Cindy Rinne creates fiber art and writes in San Bernardino, CA. She is Poet in Residence for the Neutra Institute Gallery and Museum, Los Angeles, CA. A Pushcart nominee. She collaborates in Performance Poetry using her own costume creations. Cindy is the author of several books: Letters Under Rock with Bory Thach, (Elyssar Press), Mapless with Nikia Chaney (Cholla Needles Press), Moon of Many Petals (Cholla Needles Press), Listen to the Codex (Yak Press), and others. A finalist for the 2016 Hillary Gravendyk Prize. Her poetry appeared or is forthcoming in: Anti-Herion Chic, Unpsychology Magazine, MORIA, several anthologies, and others. www.fiberverse.com

from Letters Under Rock

Hush

Dear Nomad,
Blue dawn brightens
Pleiades, icy sun,
And hibiscus like snowflakes
Planted as totem.

Against the drifting fog,
Three guardian trees
Imprint the shrouded mountain.

I vibrate in the unbroken
Starlight as mist,

As angel.

Hush.


Halo

Dear Nomad,

I am the white-lined sphinx moth with brown head and thorax
flight like a hummingbird. My body too large for its wings.
A placid lake performing a moth ritual each morning

before the night travelers sleep. They tell of a face
in a mollusk shell who shares a story. A prayer written
and burned thanks the night for moon and stars
that navigate my path. I bring healing to others

drink
the moon's halo.

At dusk wildflowers speak of seeds blown to the sea.
A young mother battles cancer for years,
reborn.

Her sister lives in the rocks by the ocean,

with her baby-
they sit in the sand and
rock to endless rhythm.

A shadow song:
Safe. Small. Nature is large. I want to feel small again.


Witness

Dear Nomad, Traveler
Stand in the center of the oak tribe,
interconnected trees where roots mirror branches
encircle my feet. Trunks almost hugging,
sun filters golden through green leaves
with yellow edges as season shifts.

Whispers
I turn, place my hand on the rough trunk,
and ask, How are you?

Well, for the most part I am good, answers the oak.
The Ponderosa pine standing alone nearby
causes some friction through its prickly personality.
Likes to debate the take-over of the forest by squirrels.


Promises
Duir arrives to discern the poisonous from the safe.
She implores me to follow her to the silver firs.
Drink this tea of rounded pine needles for inflammation.

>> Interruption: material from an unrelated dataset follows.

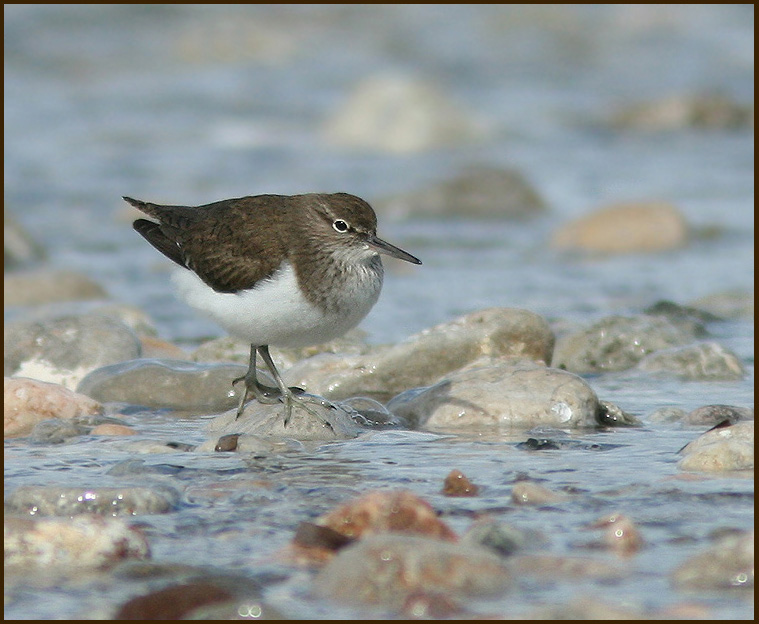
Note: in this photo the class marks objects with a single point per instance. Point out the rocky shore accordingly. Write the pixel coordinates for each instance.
(93, 369)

Tastes like drinking the forest, windblown and expansive.

Ingest to connect with the nature that you are,
she explains.

Next, spider wants to spin a home between my ribs,
transitory and pure.


from Moon of Many Petals

Orienteering

      1.    a cross-country race in which each participant uses a map and compass to navigate between
             checkpoints along an unfamiliar course
                       Mio plants jellyfish borders
on both sides of the stone path. The swallow digs
each hole. Mio drops with a plop
the bulbous membranes. She is numb
to the sting. This marker reminds her

                       of the chrysalis growing
inside her womb. Mio paints a watercolor
of her lost coastal home. The swallow never tires,
holding the split paper noren outside Mio's
window to block the desert barbed wire view.

craves ramen noodles
in the middle of the night
clams buried deep


Past Life Meeting

reflection of tree trunk
slices through lilies
one younger and taller

Great-Grandmother flowed into the room
with a tender rustle of her feet wearing
large and small peony blossoms kimono

and heavy bamboo pattern obi. Her kimono
crinkled as she resided on the tatami mat
across from my winged soul.

Do you have a message from my granddaughter?

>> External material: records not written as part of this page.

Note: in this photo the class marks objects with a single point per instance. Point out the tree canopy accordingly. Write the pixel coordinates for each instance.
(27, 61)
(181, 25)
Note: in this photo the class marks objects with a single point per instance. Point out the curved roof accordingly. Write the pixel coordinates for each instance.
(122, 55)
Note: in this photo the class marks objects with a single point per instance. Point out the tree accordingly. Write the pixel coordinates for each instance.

She asks for ancestor protection in her
forced home. Send peace and hope
for her heart to beat as I kick in the middle

of the night inside her. In the relocation
camps no one has secrets anymore. I ask
that you comfort her when I stop breathing.


I turned into a paper kite butterfly and walked
on the palm to the outside of Great-Grandmother's
hand for a long time.

You must go now, she said. In the future,
Granddaughter will not speak

                     of the camps
                                            or of you.